ドイツ連邦陸運局(KBA)が4日発表した10月の乗用車新車登録台数は前年同月比12.7%増の28万4,593台となり、2カ月連続で大きく拡大した。比較対象の2018年10月は欧州連合(EU)の排ガス検査方式変更を受けて7.4%落ち込んでおり、その反動が出た格好。1〜10月の累計は前年同期を3.4%上回る302万4,751台だった。
EUでは排ガス検査方式が昨年9月に厳格化された。これを受けて8月までに駆け込み登録が殺到。9月以降は前年同月を下回る月が続いた。
10月の新車登録を動力源別でみると、電気自動車(EV)は前年同月比46.9%増の4,979台となり、これまでに引き続き大きく拡大した。シェアは前年同月1.3%から1.7%へと上昇した。
ハイブリッド車(HV)は138.6%増の2万6,382台で、シェアは前年同月の4.4%から9.3%へと伸びた。プラグインハイブリッド車(PHV)は248.0%増の6,947台と特に大きく拡大。シェアは0.8%から3倍の2.4%へと伸びた。
ガソリン車は4.5%増と伸び率が新車登録全体(12.7%)を下回ったことから、シェアは前年同月の62.3%から57.7%へと縮小。ディーゼル車は9.6%増で、シェアは31.8%から30.9%へと低下した。数は小さいものの、天然ガス車は255.3%増の732台へと急拡大した。
新車の走行1キロメートル当たりの二酸化炭素(CO2)排出量は平均155.4で、前月(155.1グラム)を0.2%上回った。昨年9月にEUの排ガス検査方式が変更されたことから、KBAは今年、CO2排出量の前年同月比については公表しないことにしている。
販売台数が最も多かった部門はSUVで、シェア22.1%を記録。
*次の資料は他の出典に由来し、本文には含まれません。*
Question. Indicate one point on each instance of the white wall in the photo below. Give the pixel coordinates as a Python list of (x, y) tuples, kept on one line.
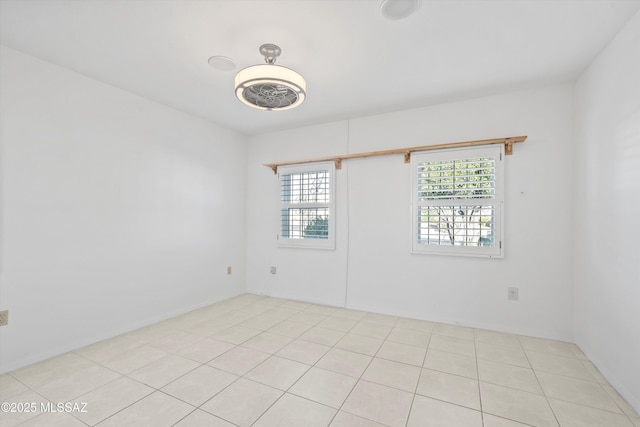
[(116, 211), (372, 266), (607, 214)]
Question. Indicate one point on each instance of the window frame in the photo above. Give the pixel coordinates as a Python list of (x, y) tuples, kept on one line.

コンパクトカー(同21.4%)を抜いて再びトップに立った。3位は小型車で13.1%だった。
伸び率が最も大きかったブランドはポルシェで、前年同月比497.5%増の3,346台を記録した。テスラ(372.6%増の293台)とアウディ(118.2%増の1万6,990台)も3ケタ台の伸びとなった。比較対象の18年11月は3ブランドとも激減しており、その反動が大きい。
ポルシェ、アウディ以外のドイツ車ではVWブランド乗用車も39.4%増の5万6,877台と大幅に伸びた。このほか、メルセデス(5.9%増の3万3,606台)、ミニ(5.2%増の4,707台)、BMW(3.4%増の2万4,319台)、フォード(0.1%増の2万2,365台)が前年同月を上回った。スマート(17.4%減の3,749台)とオペル(29.6%減の1万3,753台)は大幅に落ち込んだ。
日本車ではレクサス(27.3%増の224台)、トヨタ(4.9%増の7,237台)、マツダ(3.6%増の6,186台)、日産(2.9%増の2,692台)が増加。三菱(6.9%減の4,547台)、ホンダ(20.8%減の1,117台)、ススキ(22.6%減の2,360台)、スバル(35.4%減の372台)は減少した。
日本車以外の主な輸入ブランドではアルファロメオ(71.4%増の468台)、ルノー(56.6%増の1万118台)、双竜(34.3%増の180台)、ランドローバー(21.3%増の1,459台)、セアト(21.0%増の9,800台)、現代(11.9%増の1万378台)、シュコダ(10.4%増の1万5,928台)が2ケタ増を記録。起亜(9.9%増の5,723台)、ジャガー(7.8%増の567台)、ボルボ(5.3%増の4,498台)、フィアット(2.2%増の5,554台)も前年同月を上回った。プジョーは0.1%減の5,752台、ジープは1.1%減の1,158台、シトロエンは1.2%減の3,863台、DSは9.4%減の231台、ダチアは20.0%減の2,889台へと落ち込んだ。
一方、独自動車工業会(VDA)が同日発表した10月の国内乗用車生産台数は40万5,400台で、前年同月を5%下回った。同輸出台数は10%減って30万3,700台となった。1〜10月の累計は生産台数が前年同期比9%減の398万900台、輸出台数が12%減の298万3,300台だった。